A la sortie du tunnel, Michel change de route. On va longer le fleuve et trouver un autre pont a la ville suivante. Arrêt petite bouffe sur les quais avant que nos Frenchies ne tournent de l‘œil (forcément la bouffe sur Air Transat ne les a pas vraiment sustentés…) La température est étouffante, nous sommes tous HS. Il nous aura fallu pas loin de 3 h pour quitter la ville et faire 15 bornes !
Radio encore : « La moitié de la ville n’a pas de courant, les arbres sont tombés, on n’avait pas vu ça depuis longtemps, soyez prudents. Tout le Québec est dans le même cas… » Cool, ça promet. Trois heures de route plus tard, on arrive a Québec à la nuit. Nos Français dorment. Chance, leur hôtel a du courant. Enregistrement des chambres, on les laisse pour filer chez les parents de Michel pour un bon repas et une soirée cool. Sauf qu’ils n’ont pas de courant ! Pas de bouffe, pas d’eau chaude, pas d’Internet… Des bougies et de l’eau froide…
Au matin, pas mieux, rien n’est réparé. Hydro Québec (l’équivalent d’EDF) a travaillé toute la nuit, mais rien ne fonctionne sur la rue Brûlart… On va prendre du thé chaud au Starbuck du coin, en prenant conscience de notre dépendance à l’électricité de nous jours !!!
11 h on récupère nos passagers, y’en aura pour 4 h de route, on devrait donc arriver tôt à Tadoussac pour se doucher et se reposer un peu avant le premier concert… sauf que Stéphane, de TV5, vient de prendre conscience que le courant du Canada est en 110 W et non en 220… et qu’il n’a aucun chargeur adapté pour recharger les batteries de ses caméras et projecteurs ! Et c’est pas ma petite prise d’adaptateur qui pourra le sauver, car elle ne transforme pas le courant… Et nous voilà donc partis « A la recherche du transfo perdu » dans la ville ! Personne ne sait où trouver ça. Je vois une voiture de Radio Canada. Je fonce, je les arrête pour demander de l’aide, ils ont bien dû rencontrer ce genre de galère dans leur vie... Oui, ouf ! Ils nous indiquent un entrepôt à la sortie de la ville. Direction opposée à Tadou, of course. On finit par trouver dans une zone industrielle pa-tibulaire… mais presque ! Miracle quand Stéphane montre ses appareils, on lui trouve tout ce qu’il lui fallait. Achat. Départ ! Mais, dans la voiture, il se rend compte que s’il a bien embarqué ses achats, il leur a laissé sa batterie sur le comptoir !!! Come back. Merci Mr Lagaffe !

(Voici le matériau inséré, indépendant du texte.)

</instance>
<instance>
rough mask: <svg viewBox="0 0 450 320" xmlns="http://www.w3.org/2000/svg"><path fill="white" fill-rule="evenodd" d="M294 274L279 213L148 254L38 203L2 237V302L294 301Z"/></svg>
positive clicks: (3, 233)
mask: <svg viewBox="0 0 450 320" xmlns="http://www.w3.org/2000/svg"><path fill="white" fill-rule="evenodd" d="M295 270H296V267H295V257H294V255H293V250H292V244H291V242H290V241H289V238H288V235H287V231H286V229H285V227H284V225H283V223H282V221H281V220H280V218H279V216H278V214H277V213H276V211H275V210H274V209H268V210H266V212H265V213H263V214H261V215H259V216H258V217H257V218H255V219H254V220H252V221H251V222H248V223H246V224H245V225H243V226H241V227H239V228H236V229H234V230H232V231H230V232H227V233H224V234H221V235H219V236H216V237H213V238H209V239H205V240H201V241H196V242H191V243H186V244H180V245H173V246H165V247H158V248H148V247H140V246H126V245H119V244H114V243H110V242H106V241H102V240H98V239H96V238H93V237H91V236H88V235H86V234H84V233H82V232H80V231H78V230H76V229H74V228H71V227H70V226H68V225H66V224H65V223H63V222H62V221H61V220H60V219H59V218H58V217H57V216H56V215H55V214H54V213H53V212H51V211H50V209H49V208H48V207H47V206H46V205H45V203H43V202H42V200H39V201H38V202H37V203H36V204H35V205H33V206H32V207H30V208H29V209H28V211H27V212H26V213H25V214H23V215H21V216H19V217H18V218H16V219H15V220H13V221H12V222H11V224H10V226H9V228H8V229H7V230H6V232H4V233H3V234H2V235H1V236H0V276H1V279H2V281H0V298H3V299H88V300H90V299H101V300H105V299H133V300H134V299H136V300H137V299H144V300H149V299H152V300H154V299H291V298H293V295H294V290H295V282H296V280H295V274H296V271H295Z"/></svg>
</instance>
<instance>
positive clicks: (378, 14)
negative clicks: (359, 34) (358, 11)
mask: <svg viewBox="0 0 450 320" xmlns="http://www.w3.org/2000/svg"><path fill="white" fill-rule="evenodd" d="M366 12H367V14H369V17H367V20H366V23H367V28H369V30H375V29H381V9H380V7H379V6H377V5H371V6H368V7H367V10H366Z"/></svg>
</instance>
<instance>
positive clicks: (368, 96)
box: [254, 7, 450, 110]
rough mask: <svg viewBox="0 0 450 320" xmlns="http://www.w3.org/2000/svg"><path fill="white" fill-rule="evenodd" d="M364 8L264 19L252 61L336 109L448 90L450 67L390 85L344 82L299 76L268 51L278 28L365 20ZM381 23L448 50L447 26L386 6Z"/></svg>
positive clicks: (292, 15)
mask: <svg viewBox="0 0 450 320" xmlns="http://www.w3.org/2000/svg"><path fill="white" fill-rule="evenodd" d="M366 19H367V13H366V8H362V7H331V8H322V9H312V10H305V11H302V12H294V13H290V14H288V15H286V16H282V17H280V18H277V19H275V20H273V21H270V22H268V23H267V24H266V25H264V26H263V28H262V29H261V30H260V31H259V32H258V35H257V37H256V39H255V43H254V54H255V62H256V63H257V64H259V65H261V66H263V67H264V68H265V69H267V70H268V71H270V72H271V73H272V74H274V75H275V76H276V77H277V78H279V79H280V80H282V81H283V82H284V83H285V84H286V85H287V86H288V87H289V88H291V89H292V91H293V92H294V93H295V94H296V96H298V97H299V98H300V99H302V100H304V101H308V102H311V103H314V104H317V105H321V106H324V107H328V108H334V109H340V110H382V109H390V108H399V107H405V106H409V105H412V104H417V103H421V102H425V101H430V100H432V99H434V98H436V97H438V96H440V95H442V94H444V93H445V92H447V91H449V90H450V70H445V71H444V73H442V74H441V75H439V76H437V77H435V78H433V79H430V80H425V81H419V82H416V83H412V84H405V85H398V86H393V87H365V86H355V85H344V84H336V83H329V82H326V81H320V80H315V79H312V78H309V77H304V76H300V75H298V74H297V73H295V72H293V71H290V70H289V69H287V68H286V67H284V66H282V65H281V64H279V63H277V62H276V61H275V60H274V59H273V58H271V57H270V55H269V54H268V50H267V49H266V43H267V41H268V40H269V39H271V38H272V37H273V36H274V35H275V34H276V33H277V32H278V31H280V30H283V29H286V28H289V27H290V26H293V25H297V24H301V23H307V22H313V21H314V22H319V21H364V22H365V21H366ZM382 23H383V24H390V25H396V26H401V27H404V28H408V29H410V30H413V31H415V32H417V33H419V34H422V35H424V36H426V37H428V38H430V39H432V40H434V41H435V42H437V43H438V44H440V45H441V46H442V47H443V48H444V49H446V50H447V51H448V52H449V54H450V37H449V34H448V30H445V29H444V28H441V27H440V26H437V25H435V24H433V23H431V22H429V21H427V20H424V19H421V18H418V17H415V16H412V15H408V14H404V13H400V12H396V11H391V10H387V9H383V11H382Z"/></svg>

Baptême pour baptême, ça mérite bien une « poutine » avant de partir ! Sur le trajet Québec / Tadoussac bien sûr quelques ralentissements pour travaux nos attendaient, sinon ça nous aurait fait bizarre ! Bref on arrive au bout du monde, après le traversier, sous une pluie battante, mais contents, bien que fourbus ! Coup de bol, je capte wifi dans ma chambre… la chance commence à tourner ! 196 mails attendent mes réponses. Sorry pas le temps, les festivités commencent, on verra demain !
Photo Michel Pinault
Posté le 22.05.2008 par lequabel
Un peu mort de trouille avec mes questions et mon anglais laborieux, je rencontre Sparks pour une petite demi-heure d'entrevue. Je ne pipe que quelques bribes des réponses, mais je fais comme si… Toujours une grande classe, une intelligence pétillante, une vision des choses pertinente et une douceur qui m'avait frappé lors de notre première rencontre à Paris il y a deux ans. Le bonheur.
Après la soirée "Propaganda", cette nuit, c'est "Indiscret", peut-être mon album préféré. Cuivres et violons sont sur scène pour quelques morceaux. Tout est parfait, comme si le temps n'était pas passé depuis 1975. Comment fait donc Russel pour chanter encore si haut sans problème ? Et comment ces jeunes musiciens ont-ils fait pour apprendre 21 albums si compliqués pour ne les jouer qu'une seule fois ? Ce groupe est barjo !!!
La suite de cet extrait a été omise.